ALICIA SPINNET

RISAS


—Porque… Nuestro verdadero objetivo era fugarnos del puto Azkaban.

Los cuatro llevan un par de cervezas más de la cuenta, y no de las de mantequilla. Se han reunido a celebrar la liberación de los gemelos y, desde entonces, han contado la historia cuatro veces, de cuatro formas distintas. Ninguno se cansa de escucharla.

—Por eso montamos aquella fiesta en el Callejón Diagón. Para cabrear a un par de aurores y que intentasen darnos una buena reprimenda, pero con la salvaguarda de que, en realidad, no había pasado nada.

»Y casi lo conseguimos.

Alicia entorna los ojos y cruza las piernas, porque no se lo termina de creer.

—Habéis dicho que la prisión era mucho más increíble de lo que pensábais.

Pero no solo eso. Han afirmado que el peor de los problemas no son los dementores.

—¿Cómo lo hicísteis? Y, sobre todo, ¿cómo conseguisteis volver a entrar? Porque fue de allí de donde os sacaron para llevaros de nuevo al juicio.

Angelina asiente al lado de su amiga y suelta un par de risas por la dos.

—Sois listos, chicos.

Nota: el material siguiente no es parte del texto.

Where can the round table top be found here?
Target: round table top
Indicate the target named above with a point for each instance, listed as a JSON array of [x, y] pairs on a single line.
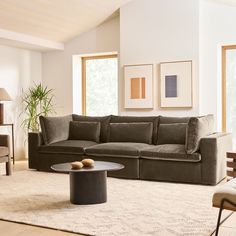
[[98, 166]]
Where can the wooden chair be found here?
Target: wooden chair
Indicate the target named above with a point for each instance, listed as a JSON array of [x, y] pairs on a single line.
[[5, 153], [224, 198]]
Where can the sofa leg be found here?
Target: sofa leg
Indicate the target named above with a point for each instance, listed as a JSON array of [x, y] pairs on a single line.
[[8, 167]]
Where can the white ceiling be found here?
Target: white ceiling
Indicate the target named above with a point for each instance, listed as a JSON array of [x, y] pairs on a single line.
[[55, 20], [227, 2], [48, 24]]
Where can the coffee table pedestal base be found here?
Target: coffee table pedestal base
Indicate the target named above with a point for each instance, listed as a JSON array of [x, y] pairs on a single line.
[[88, 188]]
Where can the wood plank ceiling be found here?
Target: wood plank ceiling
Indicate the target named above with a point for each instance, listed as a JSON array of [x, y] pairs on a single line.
[[56, 20]]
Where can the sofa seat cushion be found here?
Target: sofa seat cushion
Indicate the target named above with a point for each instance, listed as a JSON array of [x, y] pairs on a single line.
[[170, 152], [68, 146], [120, 149]]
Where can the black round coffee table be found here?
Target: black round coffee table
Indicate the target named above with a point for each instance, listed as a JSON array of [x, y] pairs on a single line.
[[88, 185]]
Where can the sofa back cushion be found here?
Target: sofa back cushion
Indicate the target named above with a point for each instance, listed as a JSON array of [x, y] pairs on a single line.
[[55, 129], [174, 133], [104, 120], [170, 131], [171, 120], [139, 119], [85, 131], [197, 128], [140, 132]]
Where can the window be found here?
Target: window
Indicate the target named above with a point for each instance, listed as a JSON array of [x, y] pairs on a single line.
[[100, 85], [229, 90]]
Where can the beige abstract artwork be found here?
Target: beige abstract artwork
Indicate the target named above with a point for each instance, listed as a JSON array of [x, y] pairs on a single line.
[[137, 88]]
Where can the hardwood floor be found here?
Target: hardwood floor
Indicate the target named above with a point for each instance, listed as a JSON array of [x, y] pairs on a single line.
[[228, 228]]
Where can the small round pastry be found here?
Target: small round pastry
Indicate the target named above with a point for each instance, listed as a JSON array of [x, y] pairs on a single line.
[[88, 162], [77, 165]]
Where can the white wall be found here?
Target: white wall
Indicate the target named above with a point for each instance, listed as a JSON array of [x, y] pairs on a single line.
[[159, 31], [217, 28], [57, 66], [18, 70]]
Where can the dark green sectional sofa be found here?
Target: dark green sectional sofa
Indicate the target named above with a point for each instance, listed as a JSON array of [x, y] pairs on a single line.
[[179, 149]]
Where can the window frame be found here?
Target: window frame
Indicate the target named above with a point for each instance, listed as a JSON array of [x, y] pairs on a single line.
[[223, 52], [84, 60]]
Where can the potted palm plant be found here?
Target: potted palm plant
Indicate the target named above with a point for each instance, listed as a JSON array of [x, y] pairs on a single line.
[[37, 101]]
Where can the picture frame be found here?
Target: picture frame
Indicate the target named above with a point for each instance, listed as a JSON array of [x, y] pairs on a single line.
[[138, 83], [176, 84]]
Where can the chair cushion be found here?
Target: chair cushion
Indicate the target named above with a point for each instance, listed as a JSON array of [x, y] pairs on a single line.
[[197, 128], [85, 131], [68, 146], [227, 191], [4, 151], [174, 133], [104, 123], [135, 119], [170, 152], [117, 149], [55, 129], [131, 132]]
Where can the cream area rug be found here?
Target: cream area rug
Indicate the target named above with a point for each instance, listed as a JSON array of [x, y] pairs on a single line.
[[134, 207]]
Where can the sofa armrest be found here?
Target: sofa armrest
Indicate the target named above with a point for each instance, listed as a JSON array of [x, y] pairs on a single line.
[[213, 150], [4, 140], [34, 141]]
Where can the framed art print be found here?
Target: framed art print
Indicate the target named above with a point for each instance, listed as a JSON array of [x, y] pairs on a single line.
[[138, 80], [176, 84]]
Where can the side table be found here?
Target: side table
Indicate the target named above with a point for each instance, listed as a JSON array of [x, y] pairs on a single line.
[[231, 165], [12, 139]]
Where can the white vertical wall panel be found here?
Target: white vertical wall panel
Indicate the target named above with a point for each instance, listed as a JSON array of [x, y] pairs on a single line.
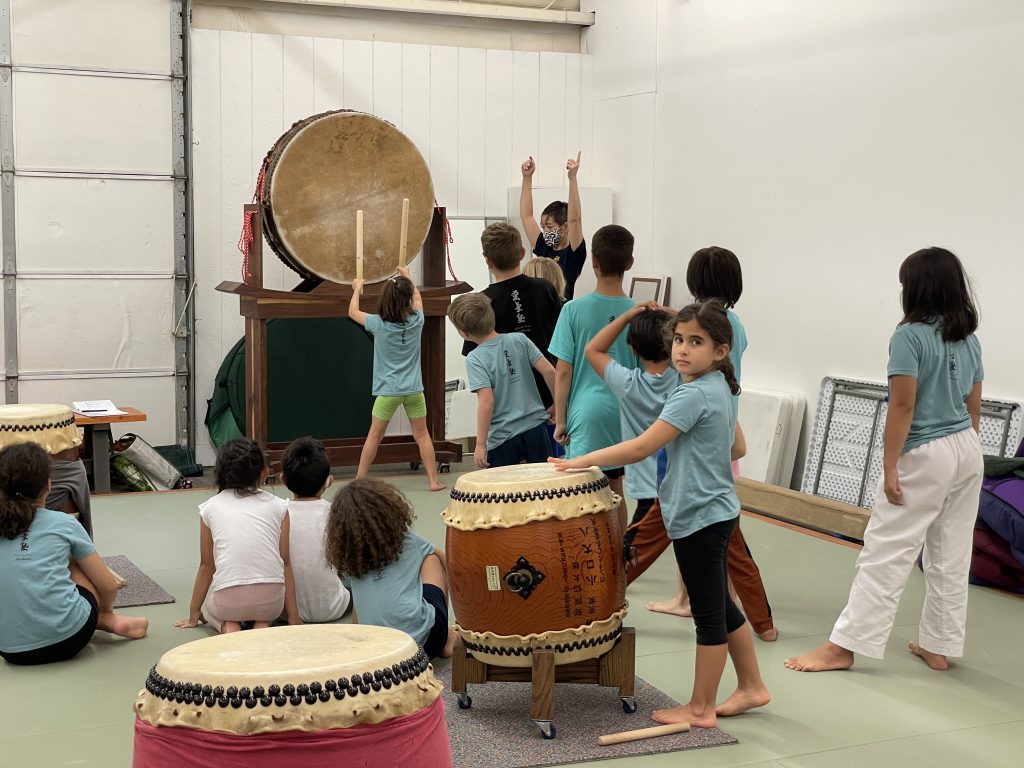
[[444, 126], [573, 96], [154, 395], [358, 73], [387, 83], [525, 127], [627, 167], [210, 305], [502, 168], [416, 97], [551, 102], [474, 115], [471, 160], [59, 332], [50, 33], [107, 124], [329, 81], [105, 225], [299, 75], [238, 175], [267, 125]]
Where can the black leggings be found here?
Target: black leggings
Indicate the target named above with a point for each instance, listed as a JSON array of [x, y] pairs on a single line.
[[702, 563], [65, 649]]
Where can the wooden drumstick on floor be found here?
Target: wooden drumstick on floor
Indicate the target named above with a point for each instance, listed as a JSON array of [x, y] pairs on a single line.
[[403, 241], [358, 245], [657, 730]]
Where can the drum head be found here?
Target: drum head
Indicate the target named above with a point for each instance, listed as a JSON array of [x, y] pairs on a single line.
[[323, 171]]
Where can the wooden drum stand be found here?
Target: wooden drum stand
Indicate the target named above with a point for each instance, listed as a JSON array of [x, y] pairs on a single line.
[[614, 669], [320, 298]]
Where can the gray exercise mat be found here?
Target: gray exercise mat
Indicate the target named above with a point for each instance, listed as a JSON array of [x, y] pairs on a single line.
[[139, 590], [497, 730]]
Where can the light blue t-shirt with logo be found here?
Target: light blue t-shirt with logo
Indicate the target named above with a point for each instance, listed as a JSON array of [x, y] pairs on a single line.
[[39, 603], [641, 397], [505, 365], [698, 488], [396, 354], [946, 371], [592, 419], [393, 596]]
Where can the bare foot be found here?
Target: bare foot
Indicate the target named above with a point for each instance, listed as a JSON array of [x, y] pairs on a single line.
[[450, 644], [673, 606], [684, 714], [828, 656], [131, 627], [742, 700], [935, 660]]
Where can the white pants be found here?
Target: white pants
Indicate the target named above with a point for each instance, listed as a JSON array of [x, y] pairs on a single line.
[[941, 482]]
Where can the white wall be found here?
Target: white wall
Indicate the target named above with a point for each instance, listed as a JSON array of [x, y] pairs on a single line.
[[474, 115], [94, 239], [822, 142]]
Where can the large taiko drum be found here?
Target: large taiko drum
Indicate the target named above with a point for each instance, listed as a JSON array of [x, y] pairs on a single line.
[[49, 425], [325, 169], [311, 695], [536, 561]]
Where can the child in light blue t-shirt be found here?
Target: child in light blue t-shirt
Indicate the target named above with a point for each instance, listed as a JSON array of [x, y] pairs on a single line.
[[397, 380], [510, 417], [586, 411], [49, 609], [641, 392], [397, 578], [699, 506], [932, 472]]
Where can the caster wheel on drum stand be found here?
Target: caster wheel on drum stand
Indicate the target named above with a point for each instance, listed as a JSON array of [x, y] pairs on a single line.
[[547, 729]]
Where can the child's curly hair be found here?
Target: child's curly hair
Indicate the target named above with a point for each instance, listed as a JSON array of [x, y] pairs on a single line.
[[367, 527]]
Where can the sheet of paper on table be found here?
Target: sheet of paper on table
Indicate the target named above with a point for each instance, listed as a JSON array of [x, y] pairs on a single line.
[[96, 408]]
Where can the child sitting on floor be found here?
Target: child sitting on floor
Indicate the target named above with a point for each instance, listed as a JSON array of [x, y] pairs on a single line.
[[306, 472], [54, 589], [244, 548], [397, 578]]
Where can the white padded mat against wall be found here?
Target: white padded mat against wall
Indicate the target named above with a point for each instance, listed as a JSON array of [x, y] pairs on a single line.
[[844, 452], [771, 423]]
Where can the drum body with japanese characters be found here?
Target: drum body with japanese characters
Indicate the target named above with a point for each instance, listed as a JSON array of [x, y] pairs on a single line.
[[536, 561]]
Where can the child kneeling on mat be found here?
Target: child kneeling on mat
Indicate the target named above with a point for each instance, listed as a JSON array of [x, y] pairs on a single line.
[[397, 578], [54, 589]]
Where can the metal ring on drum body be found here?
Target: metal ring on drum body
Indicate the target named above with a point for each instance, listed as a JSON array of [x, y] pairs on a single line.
[[324, 169]]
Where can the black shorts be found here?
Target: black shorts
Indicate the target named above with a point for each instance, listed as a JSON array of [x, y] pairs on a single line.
[[437, 637], [65, 649]]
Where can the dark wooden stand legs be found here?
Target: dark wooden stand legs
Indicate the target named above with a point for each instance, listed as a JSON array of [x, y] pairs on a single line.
[[615, 669]]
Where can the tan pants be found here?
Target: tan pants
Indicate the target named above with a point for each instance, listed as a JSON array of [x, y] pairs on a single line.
[[941, 482], [247, 602]]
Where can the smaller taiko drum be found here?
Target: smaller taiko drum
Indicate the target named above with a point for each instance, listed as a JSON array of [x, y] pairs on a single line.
[[536, 561], [49, 425], [312, 695]]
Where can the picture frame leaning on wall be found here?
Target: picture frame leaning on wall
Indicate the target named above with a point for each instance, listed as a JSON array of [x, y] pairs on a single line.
[[649, 288]]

Pero no tanto.

George va a añadir algo, pero Fred se adelanta.

—Nunca lo sabréis, no con certeza. En el fondo, Alicia, sabes que siempre tendrás esa pequeña duda de si conseguimos encontrar la gran fisura de la cárcel perfecta.

Ella no lo reconoce, no lo hubiera hecho nunca; pero no hace falta: todos saben que Fred está en lo cierto. Porque a los Weasley no se los subestima.